The fund’s philosophy is refreshingly simple: to produce a high conviction portfolio of stocks from the very best ideas. The team looks globally, not wanting to miss out on an idea because of some arbitrary geographic rule. Stephen only invests in the very best opportunities – with an absolute maximum of 35 stocks – paying no attention to indices or benchmarks. Businesses with structural challenges or those which are difficult to forecast are generally avoided and a lot of the team’s work begins with detailed industry analysis.

‘Quality’ is judged on whether a company has: a strong competitive position; a business model which is not easily disrupted; the ability to grow over time; resilience across economic cycles; a strong balance sheet and a knowledgeable management team. Valuation is also an important part of the process.

The fund is very concentrated, with more than 50% of its value in its top ten positions and it has a very high active share. Stock selection is therefore a key risk, as well as the key opportunity for excess returns.

While the portfolio will typically show a heavy bias towards technology firms, this is actually a simplistic analysis of the holdings. In reality, many tech stocks do not pass their strict quality criteria and are excluded. For example, there are generally no hardware companies.
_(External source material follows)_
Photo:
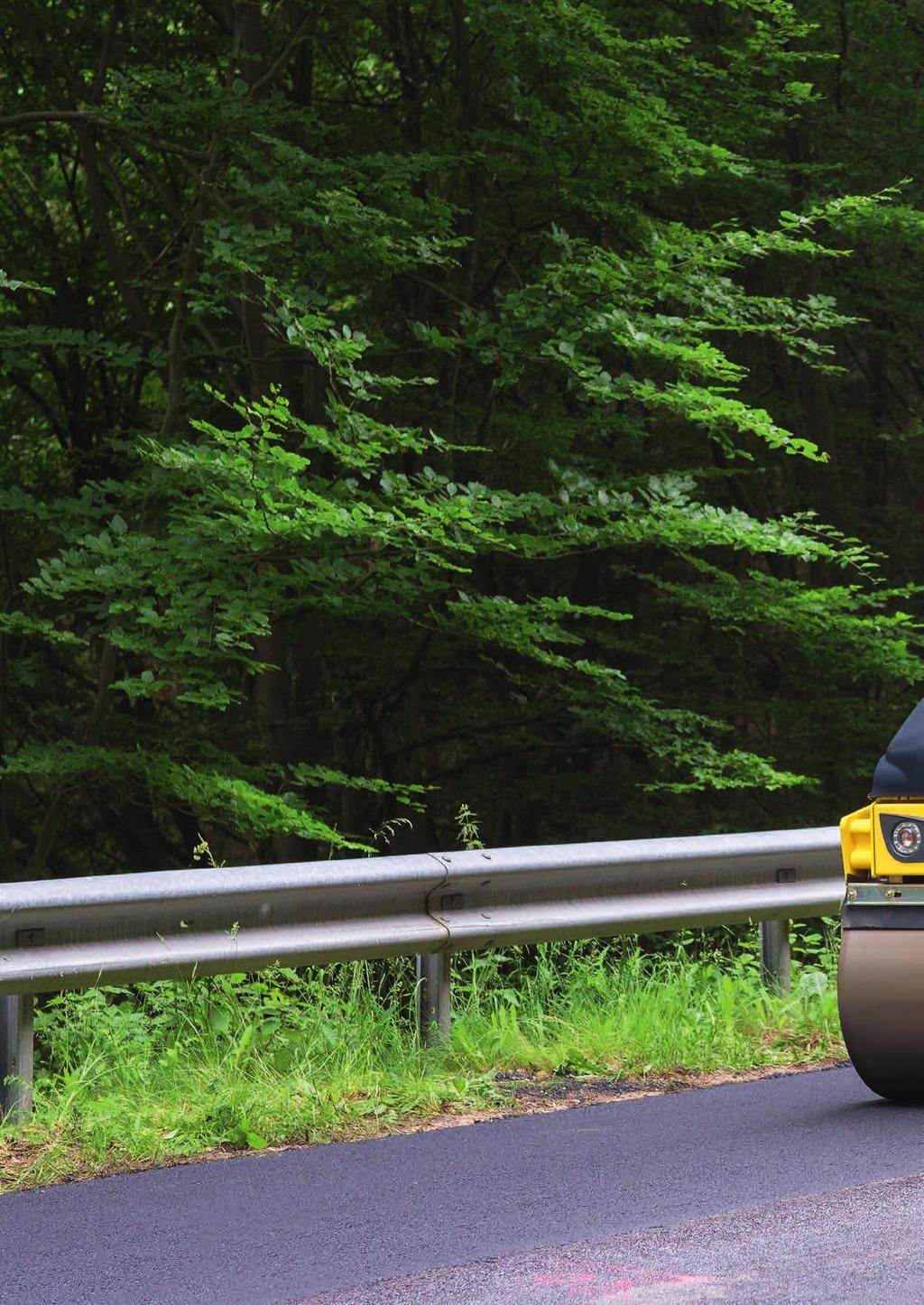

Stephen believes many of the sectors the fund is invested in will be the beneficiaries of strong and sustained secular growth trends – many of which are expected to accelerate post Covid-19.

A classic example of this would be ecommerce and payments, where the pandemic has accelerated the move towards contactless and online payments (both VISA and PayPal sit in the fund’s top 10 holdings)*.

Since launch, the fund has returned 71.2%** to investors – miles ahead of the average return of 25.3%** for funds in the IA Global sector. The fund has an ongoing charges figure of 0.89%*.

We like the team’s disregard for any sort of benchmark, and we applaud their determination to invest in its own research. We also like the manager’s willingness to be pragmatic and the fund’s ability to adapt. When a fund has such strong conviction, the proof is ultimately in the pudding and I don’t think you’ll find a disappointed investor thus far.

*Source: Fund factsheet, 31 July 2020

**Source: FE Analytics, total returns in sterling, 11 September 2017 to 24 August 2020

Past performance is not a reliable guide to future returns. You may not get back the amount originally invested, and tax rules can change over time. Juliet’s views are her own and do not constitute financial advice.